Victor Jara, presente!


08/10/2008


Colaboração de Mário Augusto Jakobskind, Conselheiro da ABI e membro
 da Comissão de Direitos Humanos e Liberdade de Expressão da Casa

A capacidade para ser herói se mede pelo respeito que se tributa aos que se foram. Lembro-me da antológica frase de José Martí, cultuado em Cuba como o grande mártir da independência daquele país em relação à Espanha, para lembrar de Victor Jara. Herói de seu tempo, de todos os tempos, Jara, assim como José Martí, propugnava transformação, em seu país, em todos os aspectos: econômico, político e social.

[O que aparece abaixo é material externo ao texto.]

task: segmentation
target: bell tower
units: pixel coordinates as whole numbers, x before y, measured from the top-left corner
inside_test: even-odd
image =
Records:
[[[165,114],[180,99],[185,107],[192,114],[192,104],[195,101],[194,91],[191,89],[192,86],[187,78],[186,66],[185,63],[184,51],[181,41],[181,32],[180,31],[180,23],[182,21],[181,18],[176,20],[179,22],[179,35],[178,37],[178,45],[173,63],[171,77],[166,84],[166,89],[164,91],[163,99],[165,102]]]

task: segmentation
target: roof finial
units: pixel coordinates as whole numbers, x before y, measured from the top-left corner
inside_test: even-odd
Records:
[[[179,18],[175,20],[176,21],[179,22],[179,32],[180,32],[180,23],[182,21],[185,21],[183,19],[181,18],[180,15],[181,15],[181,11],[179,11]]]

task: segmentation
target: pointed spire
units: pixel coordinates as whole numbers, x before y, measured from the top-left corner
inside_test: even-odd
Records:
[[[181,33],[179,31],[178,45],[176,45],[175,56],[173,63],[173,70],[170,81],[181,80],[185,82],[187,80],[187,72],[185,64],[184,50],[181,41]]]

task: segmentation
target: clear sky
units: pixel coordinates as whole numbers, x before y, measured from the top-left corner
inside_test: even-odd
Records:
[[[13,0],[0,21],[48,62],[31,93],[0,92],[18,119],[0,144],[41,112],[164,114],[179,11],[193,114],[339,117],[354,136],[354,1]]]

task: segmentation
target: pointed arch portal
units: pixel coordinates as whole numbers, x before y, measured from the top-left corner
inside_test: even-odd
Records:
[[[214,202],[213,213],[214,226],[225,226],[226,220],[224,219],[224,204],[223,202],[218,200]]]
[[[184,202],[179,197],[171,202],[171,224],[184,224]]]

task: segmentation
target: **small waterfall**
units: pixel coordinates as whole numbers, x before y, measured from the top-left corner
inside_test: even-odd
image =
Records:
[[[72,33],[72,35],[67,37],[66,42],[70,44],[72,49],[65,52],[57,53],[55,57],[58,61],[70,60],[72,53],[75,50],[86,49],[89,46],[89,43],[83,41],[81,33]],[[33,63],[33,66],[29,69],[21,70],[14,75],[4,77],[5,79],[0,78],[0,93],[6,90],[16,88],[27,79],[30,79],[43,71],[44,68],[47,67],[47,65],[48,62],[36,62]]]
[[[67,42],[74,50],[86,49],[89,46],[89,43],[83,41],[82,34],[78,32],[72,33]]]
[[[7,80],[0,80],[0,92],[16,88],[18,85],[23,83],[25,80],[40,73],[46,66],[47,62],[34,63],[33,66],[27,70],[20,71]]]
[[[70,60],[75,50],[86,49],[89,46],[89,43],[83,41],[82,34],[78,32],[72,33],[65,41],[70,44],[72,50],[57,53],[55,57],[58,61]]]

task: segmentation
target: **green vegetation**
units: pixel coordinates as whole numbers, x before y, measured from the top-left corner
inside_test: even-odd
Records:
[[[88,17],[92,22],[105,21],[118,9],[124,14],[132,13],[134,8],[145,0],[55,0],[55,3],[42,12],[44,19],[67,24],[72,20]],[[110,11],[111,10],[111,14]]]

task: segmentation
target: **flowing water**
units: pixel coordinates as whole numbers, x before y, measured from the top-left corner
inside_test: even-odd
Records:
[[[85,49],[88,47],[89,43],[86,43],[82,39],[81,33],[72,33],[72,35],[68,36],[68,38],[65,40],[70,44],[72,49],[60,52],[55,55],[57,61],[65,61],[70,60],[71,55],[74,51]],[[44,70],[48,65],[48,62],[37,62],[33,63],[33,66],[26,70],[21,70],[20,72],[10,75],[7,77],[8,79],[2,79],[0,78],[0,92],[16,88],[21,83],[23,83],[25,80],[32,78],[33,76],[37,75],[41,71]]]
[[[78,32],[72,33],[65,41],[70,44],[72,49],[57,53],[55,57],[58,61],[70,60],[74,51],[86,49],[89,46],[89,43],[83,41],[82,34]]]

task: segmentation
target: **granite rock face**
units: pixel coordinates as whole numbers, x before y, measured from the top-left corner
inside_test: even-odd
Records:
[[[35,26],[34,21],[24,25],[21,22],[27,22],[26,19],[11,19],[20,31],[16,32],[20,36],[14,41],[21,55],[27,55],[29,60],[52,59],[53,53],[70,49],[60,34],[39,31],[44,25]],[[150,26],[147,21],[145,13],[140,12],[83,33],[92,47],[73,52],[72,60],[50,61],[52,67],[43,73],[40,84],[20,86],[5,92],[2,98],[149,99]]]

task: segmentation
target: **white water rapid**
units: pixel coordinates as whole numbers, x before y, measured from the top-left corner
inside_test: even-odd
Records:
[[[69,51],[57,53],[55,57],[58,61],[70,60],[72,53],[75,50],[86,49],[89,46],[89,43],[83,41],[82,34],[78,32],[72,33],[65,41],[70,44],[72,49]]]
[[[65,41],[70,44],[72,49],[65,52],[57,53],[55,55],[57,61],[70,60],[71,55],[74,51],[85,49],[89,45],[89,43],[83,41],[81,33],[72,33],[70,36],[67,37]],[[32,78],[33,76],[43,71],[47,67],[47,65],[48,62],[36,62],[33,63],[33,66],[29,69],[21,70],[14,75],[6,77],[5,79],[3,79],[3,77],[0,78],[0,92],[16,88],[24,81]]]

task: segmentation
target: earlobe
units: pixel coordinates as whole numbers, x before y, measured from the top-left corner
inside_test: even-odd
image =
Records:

Quando propus ao Moisés, aqui do Casa Grande(*), a realização de uma homenagem ao bravo Victor Jara, justifiquei o quanto seria importante o Rio de Janeiro lembrar este intelectual chileno, um mártir desta Nuestra América, herói tão barbaramente assassinado pelos golpistas de extrema-direita chefiados pela figura hedionda de Augusto Pinochet, a 16 de setembro de 1973, no Estádio Nacional, em Santiago do Chile.

Relatei que a viúva, Joan, e as filhas, Amanda e Manuela, travam batalhas incansáveis para preservar a memória de Victor Jara. E desde 1993 a Fundação Victor Jara não poupou esforços no sentido de divulgar o pensamento revolucionário e a canção social do compositor. Em 25 de julho passado, a Prefeitura de Santiago, segundo o jornal El Clarín, do Chile, ordenou o fechamento da sede da Fundação, localizada na Praça Brasil, em Santiago. A Direção da Fundação trava agora uma batalha no sentido de a medida ser revogada. E queremos, desde já, mandar um recado para Joan Jara, Amanda e Manuela: a luta de vocês é a nossa luta.

A Corte de Apelações reabriu as investigações sobre o assassinato cruel de Victor naquele Estádio Nacional que hoje leva o seu nome. E o assassino foi identificado: é Edwin Minter Bianchi, então Tenente do Exército, de estrita confiança dos generais golpistas.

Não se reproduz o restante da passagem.